The objective of the Ministry of Tourism’s “Dekho Apna Desh” webinar series is to create awareness about and promote various tourism destinations of India – including the lesser-known destinations and lesser-known facets of popular destinations.
The presentation started with Gandhiji’s attire of three-piece suit when he was a lawyer in South Africa.
When he returned to India in 1915, he started donning typical Gujarati attire.
Though Rabindranath Tagore hailed him as a ‘Mahatma’ in 1915, it was Madurai (famed for its temples and the cotton Sungudi sarees) that made Gandhi into a Mahatma, in the full sense of the term.
For, it was here that he discarded the western clothing, and donned the khadi, which remained his signature look, till his death.
On his second visit to Madurai in September 1921, Gandhi stayed in the West Masi Street and when he saw the daily wage labourers going to work without a shirt he was deeply moved by their plight, he removed his attire and adorned the four-metre Khadi dhoti.
An interesting anecdote is a reluctant invite to afternoon tea at Buckingham Palace by King George V to Gandhi and all Indian delegates to the Round Table Conference; reluctant, because Gandhi’s poor man’s dress was simply against the court etiquette.
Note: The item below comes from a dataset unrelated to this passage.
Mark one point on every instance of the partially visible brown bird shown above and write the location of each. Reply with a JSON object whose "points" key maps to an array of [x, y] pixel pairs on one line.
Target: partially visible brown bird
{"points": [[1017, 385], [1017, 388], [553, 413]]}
But Gandhi was also equally adamantly pre-announcing that he would not re-clothe even to meet the King.
His stand was simple that the Indian poor were still naked because of Britain.
Later, when asked if he was not wearing enough clothes to meet the King, Gandhiji is reported to have famously remarked, “The king had enough on for both of us”.
In 1918, Mahatma Gandhi started his movement for Khadi as a relief programme for the poor masses living in India’s villages.
Spinning and weaving were elevated to an ideology for self-reliance and self-government.
Gandhi saw it as the end of dependency on foreign materials and thus giving a first lesson or real independence.
Raw materials at that time were entirely exported to England and then re-imported as costly finished cloth, depriving the local population of work and profits on it.
It was for economic, cultural and social reasons and not merely political that Gandhi established the Khadi Movement.
In 1934-35, he expanded the idea from helping the poor individual to the self-reliance of whole villages.
In 1942-43 he had sessions with workers groups and village organizers to re-organize the whole programme on a bigger country-wide scale. Thus, Khadi became not merely a piece of cloth but a way of life.
Sabarmati Ashram and Khadi
The birth of khadi as a symbol of India’s freedom struggle took place at Sabarmati Ashram.
One of the objects of the Ashram was that all inmates should wear hand-woven cloth made from Indian yarn.
The question was how to make the hand-spun yarn. The spinning wheel was not available nor was there any person who could teach spinning.
Gangaben Majumdar, whom Gandhiji met at the Broach Educational Conference and expressed the difficulty that the Ashram was facing, solved the problem.
She found the spinning wheel for Gandhiji in Vijapur in Baroda State. Thus, the spinning wheel came to the Ashram and the production of khadi began.
Dharwad is the only place in Karnataka where coloured cotton is grown.
After his death, when the Centre decided to establish a museum in memory of Gandhi, Jawaharlal Nehru, the country’s first Prime Minister after Independence, suggested the name of Madurai.
Accordingly, the palace of Rani Mangammal was selected and construction work was undertaken to convert the complex into a museum.
When Gandhi visited Madurai in 1946, the British government operated a special train for him and he travelled all alone in the train.
Gandhi Smriti and Darshan Samiti
Gandhi Smriti and Darshan Samiti (GSDS) was formed in September 1984 by the merger of Gandhi Darshan at Rajghat and Gandhi Smriti, at 5, Tees January Marg as an autonomous body, and is functioning under the constructive advice and financial support from the Ministry of Culture.
The Prime Minister of India is its Chairperson and it has a nominated body of senior Gandhians and representatives of various government departments to guide it in its activities.
The basic aim and objective of the Samiti are to propagate the life, mission and thought of Mahatma Gandhi through various socio-educational and cultural programmes.
Gandhi Smriti, housed in the Old Birla House on 5, Tees January Marg, New Delhi, is the sacred place where Mahatma Gandhi’s epic Life ended on 30 January 1948.
Mahatma Gandhi had lived in this house on September 9, 1947, to January 30, 1948.
Gandhi Darshan, the second campus, is situated adjacent to the Mahatma Gandhi Samadhi at Rajghat.
It came into existence in 169 to mark the centenary of Mahatma Gandhi.